I bambini con autismo non riescono a “sfruttare” i momenti di attenzione condivisa con l’adulto non alternando lo sguardo tra il partner e l’oggetto/evento in questione. Questi bambini inoltre non guardano il volto dell’adulto per capire come comportarsi in una situazione ambigua e in loro è carente la capacità di usare l’intenzione dichiarativa ovvero non riescono a usare un gesto comunicativo, come può essere il semplice gesto di indicare, per attirare l’attenzione dell’adulto verso un oggetto o un evento esterno alla diade.
I genitori dei bambini che presentano disabilità di vario tipo tendono ad essere più direttivi e meno responsivi dei genitori dei bambini con sviluppo tipico. Il genitore vede l’interazione con il proprio bambino come una << seduta didattica >> quindi fa largo uso di ordini e istruzioni. Le madri dei bambini con ritardo mentale utilizzano inoltre un linguaggio più semplice a livello sintattico.

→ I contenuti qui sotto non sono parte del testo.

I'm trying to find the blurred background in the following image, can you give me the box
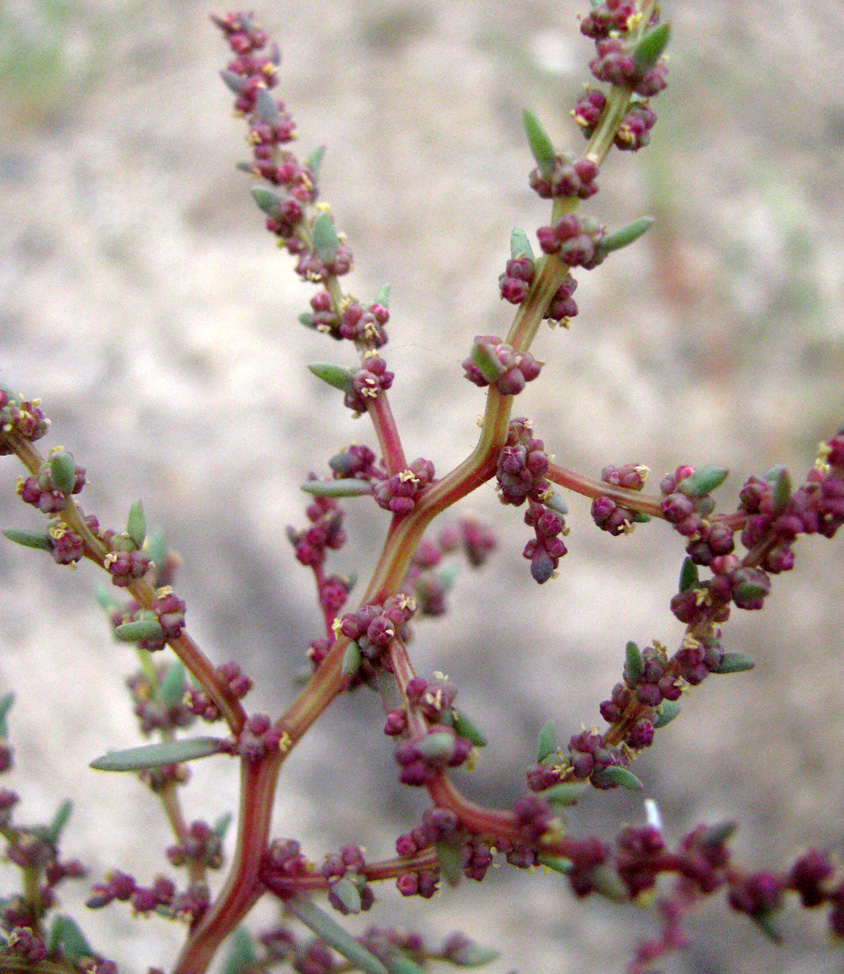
[1,1,844,971]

Uno studio di Longobardi e Caselli degli anni 90, ha confrontato lo stile comunicativo delle madri di bambini con sindrome di Down con quello delle madri con bambini con sviluppo normale della stessa età linguistica. Le madri di bambini con sindrome di Down indirizzano un numero inferiore di iniziative comunicative ai propri bambini e di conseguenza utilizzano meno frequentemente tutte le funzioni comunicative (tutoria, didattica, etc...). Queste madri non hanno però mostrato una preferenza per uno stile comunicativo direttivo.
Uno studio di Nelson e collaboratori ha evidenziato come le madri di bambini con DSL (Disturbo Specifico del Linguaggio) usano meno le espressioni semanticamente collegate agli enunciati del bambino (esempio: il bambino dice “Luca macchina” e la madre risponde “Luca ha la macchina”).
Cross et al. hanno invece confrontato il livello di capacità di comprensione verbale dei bambini sordi e dei bambini udenti. Il campione era composto da un gruppo di bambini sordi di cinque anni di età (1) , un gruppo i bambini sordi di due anni di età (2) ed uno di bambini udenti di due anni (3). Si è riscontrato che i bambini del gruppo 1 avevano una capacità di comprensionesimile ai b. del gruppo 3 e che i bambini del gruppo 2 avevano capacità di comprensione simile ai b. di pochi mesi di vita. Le madri dei b. sordi utilizzano un linguaggio molto semplificato essendo consapevoli del deficit dei loro bambini. Per i bambini udenti la modalità più efficace per attivare la loro attenzione è quella verbale, per i b sordi risulta invece essere quella di “segnare” il loro spazio visivo.
Uno studio di Anderson sui bambini ciechi ha evidenziato che i genitori: usano più frequentemente frasi imperative e interrogative del tipo si/no; adoperano frequentemente denominazioni e richieste di denominazioni mentre con i bambini vedenti vengono usate delle ricche descrizioni su oggetti presenti nell’ambiente circostante; i genitori di b ciechi raramente includono nei loro discorsi richieste di espansione al bambino ma piuttosto forniscono a quest’ultimo una seriedi etichette verbali.
In conclusione da questi studi emerge come un input quantitativamente e qualitativamente diverso da quello di cui usufruisce un bambino con sviluppo normale non necessariamente vuol dire peggiore, potrebbe invece rappresentare l’effetto di un processo di adeguamento per creare condizioni più favorevoli per lo sviluppo dei bambini con sviluppo tipico.